Lee Jae-Seo, Adhikari Shyam, Liu Liu, Jeong Ho-Gul, Kim Hyongsuk, Yoon Suk-Ja

机构信息

Department of Oral and Maxillofacial Radiology, School of Dentistry, Dental Science Research Institute, Chonnam National University, Gwangju, South Korea.
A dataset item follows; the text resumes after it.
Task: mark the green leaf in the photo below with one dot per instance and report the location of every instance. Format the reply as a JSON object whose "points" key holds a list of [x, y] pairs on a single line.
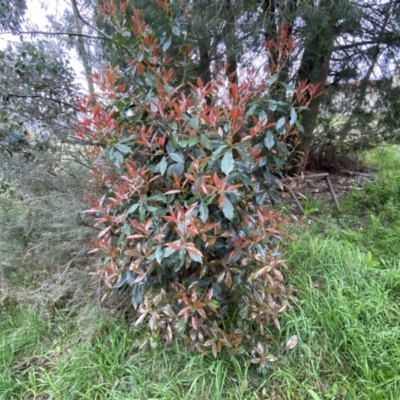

Division of Electronics Engineering, Chonbuk National University, Jeonju, South Korea.

出版信息

Dentomaxillofac Radiol. 2019 Jan;48(1):20170344. doi: 10.1259/dmfr.20170344. Epub 2018 Jul 13.

Abstract

OBJECTIVES

To evaluate the diagnostic performance of a deep convolutional neural network (DCNN)-based computer-assisted diagnosis (CAD) system in the detection of osteoporosis on panoramic radiographs, through a comparison with diagnoses made by oral and maxillofacial radiologists.

METHODS

Oral and maxillofacial radiologists with >10 years of experience reviewed the panoramic radiographs of 1268 females {mean [± standard deviation (SD)] age: 52.5 ± 22.3 years} and made a diagnosis of osteoporosis when cortical erosion of the mandibular inferior cortex was observed. Among the females, 635 had no osteoporosis [mean (± SD) age: 32.8 ± SD 12.1 years] and 633 had osteoporosis (72.2 ± 8.5 years). All panoramic radiographs were analysed using three CAD systems, single-column DCNN (SC-DCNN), single-column with data augmentation DCNN (SC-DCNN Augment) and multicolumn DCNN (MC-DCNN). Among the radiographs, 200 panoramic radiographs [mean (± SD) patient age: 63.9 ± 10.7 years] were used for testing the performance of the DCNN in detecting osteoporosis in this study. The diagnostic performance of the DCNN-based CAD system was assessed by receiver operating characteristic (ROC) analysis.

RESULTS

The area under the curve (AUC) values obtained using SC-DCNN, SC-DCNN (Augment) and MC-DCNN were 0.9763, 0.9991 and 0.9987, respectively.

CONCLUSIONS

The DCNN-based CAD system showed high agreement with experienced oral and maxillofacial radiologists in detecting osteoporosis. A DCNN-based CAD system could provide information to dentists for the early detection of osteoporosis, and asymptomatic patients with osteoporosis can then be referred to the appropriate medical professionals.

摘要

目的

通过与口腔颌面放射科医生的诊断结果进行比较,评估基于深度卷积神经网络(DCNN)的计算机辅助诊断(CAD)系统在全景X线片上检测骨质疏松症的诊断性能。

方法

1268名女性{平均[±标准差(SD)]年龄:52.5±22.3岁}的全景X线片由10年以上经验的口腔颌面放射科医生进行阅片,当下颌骨下缘皮质出现侵蚀时诊断为骨质疏松症。在这些女性中,635名无骨质疏松症[平均(±SD)年龄:32.8±12.1岁],633名患有骨质疏松症(72.2±8.5岁)。所有全景X线片均使用三种CAD系统进行分析,即单列DCNN(SC-DCNN)、带数据增强的单列DCNN(SC-DCNN Augment)和多列DCNN(MC-DCNN)。在这些X线片中,200张全景X线片[平均(±SD)患者年龄:63.9±10.7岁]用于本研究中测试DCNN检测骨质疏松症的性能。基于DCNN的CAD系统的诊断性能通过受试者操作特征(ROC)分析进行评估。

结果

使用SC-DCNN、SC-DCNN(Augment)和MC-DCNN获得的曲线下面积(AUC)值分别为0.9763、0.9991和0.9987。

结论

基于DCNN的CAD系统在检测骨质疏松症方面与经验丰富的口腔颌面放射科医生高度一致。基于DCNN的CAD系统可为牙医提供信息以早期检测骨质疏松症,然后将无症状的骨质疏松症患者转诊给合适的医疗专业人员。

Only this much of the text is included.